Centre for Computing in the Humanities, King's College London
<http://www.princeton.edu/~mccarty/humanist/>
<http://www.kcl.ac.uk/humanities/cch/humanist/>
[1] From: Wendell Piez <wapiez@mulberrytech.com> (125)
Subject: Re: 14.0272 methodological primitives
[2] From: "Ian Lancashire" <ian@chass.utoronto.ca> (89)
Subject: Re: 14.0272 methodological primitives
[3] From: "Osher Doctorow" <osher@ix.netcom.com> (42)

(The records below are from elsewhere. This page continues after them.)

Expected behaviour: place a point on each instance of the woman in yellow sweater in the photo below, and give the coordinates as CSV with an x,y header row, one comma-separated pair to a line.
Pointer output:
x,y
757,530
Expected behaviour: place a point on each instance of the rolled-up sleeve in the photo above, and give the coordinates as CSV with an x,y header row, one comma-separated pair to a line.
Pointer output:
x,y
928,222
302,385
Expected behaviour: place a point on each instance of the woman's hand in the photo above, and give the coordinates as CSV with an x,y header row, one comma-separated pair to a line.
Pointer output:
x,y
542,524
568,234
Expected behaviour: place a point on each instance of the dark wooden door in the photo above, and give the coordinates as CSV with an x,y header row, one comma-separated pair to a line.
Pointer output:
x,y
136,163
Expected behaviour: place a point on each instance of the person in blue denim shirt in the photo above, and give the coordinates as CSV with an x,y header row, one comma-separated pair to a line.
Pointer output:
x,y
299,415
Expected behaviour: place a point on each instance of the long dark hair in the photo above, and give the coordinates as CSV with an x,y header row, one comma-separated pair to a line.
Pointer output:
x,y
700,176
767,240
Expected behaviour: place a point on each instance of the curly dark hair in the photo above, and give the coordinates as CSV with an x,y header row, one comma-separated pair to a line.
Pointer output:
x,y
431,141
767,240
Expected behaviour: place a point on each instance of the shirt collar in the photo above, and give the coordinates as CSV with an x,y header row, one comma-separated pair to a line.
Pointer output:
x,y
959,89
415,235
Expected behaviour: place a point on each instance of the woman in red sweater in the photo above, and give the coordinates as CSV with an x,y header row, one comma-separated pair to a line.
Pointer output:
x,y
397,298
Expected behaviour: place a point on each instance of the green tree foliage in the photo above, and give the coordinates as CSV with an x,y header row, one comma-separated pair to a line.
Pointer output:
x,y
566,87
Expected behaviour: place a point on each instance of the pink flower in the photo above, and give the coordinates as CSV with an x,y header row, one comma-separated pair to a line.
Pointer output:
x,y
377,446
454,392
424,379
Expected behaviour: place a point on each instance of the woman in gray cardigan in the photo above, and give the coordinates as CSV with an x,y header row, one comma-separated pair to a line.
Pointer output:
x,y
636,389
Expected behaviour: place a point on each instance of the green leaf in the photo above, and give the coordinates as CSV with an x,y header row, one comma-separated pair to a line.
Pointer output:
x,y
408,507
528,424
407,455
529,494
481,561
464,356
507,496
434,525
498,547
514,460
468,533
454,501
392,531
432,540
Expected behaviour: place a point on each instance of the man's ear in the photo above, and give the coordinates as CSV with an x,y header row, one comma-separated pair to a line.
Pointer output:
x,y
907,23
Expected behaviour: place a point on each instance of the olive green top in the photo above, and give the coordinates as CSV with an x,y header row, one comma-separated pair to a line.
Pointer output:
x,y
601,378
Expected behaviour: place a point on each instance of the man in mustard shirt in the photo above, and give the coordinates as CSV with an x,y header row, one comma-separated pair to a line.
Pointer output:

Subject: Re: Methodological primitives
--[1]------------------------------------------------------------------
Date: Wed, 27 Sep 2000 09:34:28 +0100
From: Wendell Piez <wapiez@mulberrytech.com>
Subject: Re: 14.0272 methodological primitives
Hi Willard and HUMANIST:
At 07:27 AM 9/26/00 +0100, John Bradley wrote:
....
>In Object Oriented (OO) design, there is a another way to design
>processing which is these days very much in fashion. One perhaps key
>difference: Object Oriented design blurs the distinction Willard made
>in his first posting on this subject between data and process, and I
>think this makes a dramatic difference in the way one looks at the
>whole issue. It seems particularly well suited for modelling
>processes that involve the production of "interactive" and
>"GUI-based" systems. I don't know of anyone, however, who has managed
>to take OO design and apply it in quite the way implied here -- as a
>basis for the construction of primitives that non-programmers could
>adapt for specific tasks.
This is fascinating stuff. John's point about the underlying assumption in
OO design -- to merge the conception, in modeling, of data and process, is
very well taken. It's especially interesting in this context because as
these systems evolve, naturally, the old ideas and approaches come up time
and again. In the context of OO (especially, say, Java, with its promise of
portability and the long-term robustness that comes with
platform-independence), we see the pendulum swing back again with the
emergence of markup-based (specifically XML-based) systems.
A key reason OO approaches work well for interactive GUIs and other
process-intensive work is, in fact, that even while they can support
strongly encapsulated architectures (more easily modified and maintained)
OO programs can take shortcuts to achieve functionality, at the price of
locking in their data to a particular data model (and hence, usually, a
particular format). But who wants to be storing their conference papers as
Java objects? Of course, the next step is to abstract and formalize a
portable data model outside the implementation, pulling data back away from
process (at least to whatever extent is possible). By providing a standard
syntax supporting off-the-shelf tools, XML eases this work greatly.
In the business, we've used the analogy, "if Java is a way to build your
toaster, then XML is sliced bread." This tries to identify a key advantage
of a standards-based markup syntax: that, in theory at least (and
increasingly in practice), it should now be possible to use OO languages to
work in the way they want -- with sophisticated data models (not merely
streams of characters) -- and yet not lock our data into the specific
processing environment we happen to be using at the moment.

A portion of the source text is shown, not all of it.